The US government would rather you die screaming in pain than smoke pot. Interesting note:
What becomes abundantly clear from Baum’s reporting: Everything, everything about the prohibition of marijuana is and has always been political. It basically boils down to Richard Nixon needing a wedge issue and a hammer with which to beat the dirty hippie anti-war protesters over the head. With just a bit of research, even hardened drug warriors in Nixon’s own administration in the late 1960s and early 1970s quickly realized marijuana was basically harmless.
From that, we have descended to a point where the government has determined it’s better that sick, crippled, suffering people (a) die, and (b) die in pain, than to give those dirty hippies the smallest of victories, even 35 years later.

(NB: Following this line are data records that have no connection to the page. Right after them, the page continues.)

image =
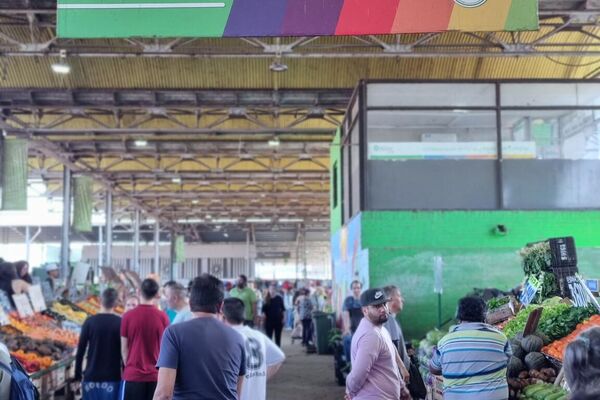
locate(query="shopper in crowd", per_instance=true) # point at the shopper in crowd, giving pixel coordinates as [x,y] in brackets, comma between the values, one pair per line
[473,356]
[141,332]
[10,283]
[176,295]
[318,299]
[263,357]
[171,313]
[100,337]
[274,311]
[351,316]
[202,359]
[289,307]
[375,373]
[582,366]
[247,295]
[23,271]
[395,306]
[185,314]
[305,309]
[131,302]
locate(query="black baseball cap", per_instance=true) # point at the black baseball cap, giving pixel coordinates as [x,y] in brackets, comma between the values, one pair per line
[373,297]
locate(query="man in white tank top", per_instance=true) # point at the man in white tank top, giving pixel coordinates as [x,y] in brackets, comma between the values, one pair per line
[263,357]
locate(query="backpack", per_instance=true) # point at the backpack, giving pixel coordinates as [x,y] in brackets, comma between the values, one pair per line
[21,387]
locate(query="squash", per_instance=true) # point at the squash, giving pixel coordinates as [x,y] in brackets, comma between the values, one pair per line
[515,367]
[532,344]
[535,360]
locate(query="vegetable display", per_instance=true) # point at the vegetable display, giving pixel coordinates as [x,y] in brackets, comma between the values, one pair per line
[557,348]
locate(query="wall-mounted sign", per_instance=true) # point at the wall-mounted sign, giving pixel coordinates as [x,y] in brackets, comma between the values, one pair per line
[273,255]
[235,18]
[449,150]
[37,298]
[23,306]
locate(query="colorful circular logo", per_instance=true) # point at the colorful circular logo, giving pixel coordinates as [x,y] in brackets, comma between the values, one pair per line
[470,3]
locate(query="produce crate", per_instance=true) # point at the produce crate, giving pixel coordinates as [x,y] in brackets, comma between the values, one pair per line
[561,274]
[563,252]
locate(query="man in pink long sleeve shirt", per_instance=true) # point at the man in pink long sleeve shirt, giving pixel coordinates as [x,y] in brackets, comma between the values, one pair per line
[375,374]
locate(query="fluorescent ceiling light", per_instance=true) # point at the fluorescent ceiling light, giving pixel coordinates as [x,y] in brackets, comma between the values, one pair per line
[226,221]
[190,221]
[61,68]
[278,66]
[284,220]
[258,220]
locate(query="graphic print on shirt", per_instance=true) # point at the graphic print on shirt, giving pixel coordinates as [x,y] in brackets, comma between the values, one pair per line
[254,358]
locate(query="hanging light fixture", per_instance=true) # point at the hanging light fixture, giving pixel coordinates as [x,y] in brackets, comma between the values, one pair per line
[61,67]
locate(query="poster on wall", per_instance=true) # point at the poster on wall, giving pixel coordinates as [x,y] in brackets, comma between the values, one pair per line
[449,150]
[350,261]
[275,18]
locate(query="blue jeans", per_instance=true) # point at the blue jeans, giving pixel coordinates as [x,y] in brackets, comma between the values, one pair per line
[347,345]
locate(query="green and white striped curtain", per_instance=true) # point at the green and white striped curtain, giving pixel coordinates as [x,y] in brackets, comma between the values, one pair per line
[83,203]
[14,174]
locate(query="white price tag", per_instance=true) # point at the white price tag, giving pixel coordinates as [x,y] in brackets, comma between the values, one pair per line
[37,298]
[23,306]
[3,317]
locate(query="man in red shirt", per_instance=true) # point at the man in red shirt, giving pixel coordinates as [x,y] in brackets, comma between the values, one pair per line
[141,333]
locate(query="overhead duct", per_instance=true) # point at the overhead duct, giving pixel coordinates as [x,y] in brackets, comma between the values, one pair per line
[83,203]
[14,174]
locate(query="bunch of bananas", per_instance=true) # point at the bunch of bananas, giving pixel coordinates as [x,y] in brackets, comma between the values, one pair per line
[72,315]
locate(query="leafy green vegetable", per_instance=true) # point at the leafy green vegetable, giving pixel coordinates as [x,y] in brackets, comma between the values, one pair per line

I have another take on this. I think we are seeing the witch-trial mentality.
Huh? Bear with me.
The people who tortured, burnt, drowned and hanged witches in the last millenium always justified it by saying they were saving the witch’s soul. Yeah, they were going to die in pain and terror. But that was a small price to pay for the eternal salvation of having the demons driven from them.
(Whether they actually thought this, or just used it justify/rationalize a process that, not coincidentally, gave them the condemended witch’s property, is another issue.)
I see this in the drug warriors and the teetotalers — especially when it comes to denying Angel Reich marijuana or Richard Paey percocet. Yes, they will die in pain. But their souls will be saved because their minds won’t be cloud by those filthy drugs. Well, that and the pathological need to enforce the letter of the law beyond any boundaries of common sense.
I can’t find the link here, but when the founder of Alcoholics Anonymous was dying, he asked for a drink. He was denied. That is, a man who was quite understandably scared of what was happening to him was denied even a modicum of comfort. Because it would save his soul.
Hogwash. One of the most scared duties of a human being is to comfort the dying. It is something we will all need at some point. And if that comfort involves a drink, a pill or a joint, so be it.
Especially if that drink, pill or joint might keep them around for just a little bit longer.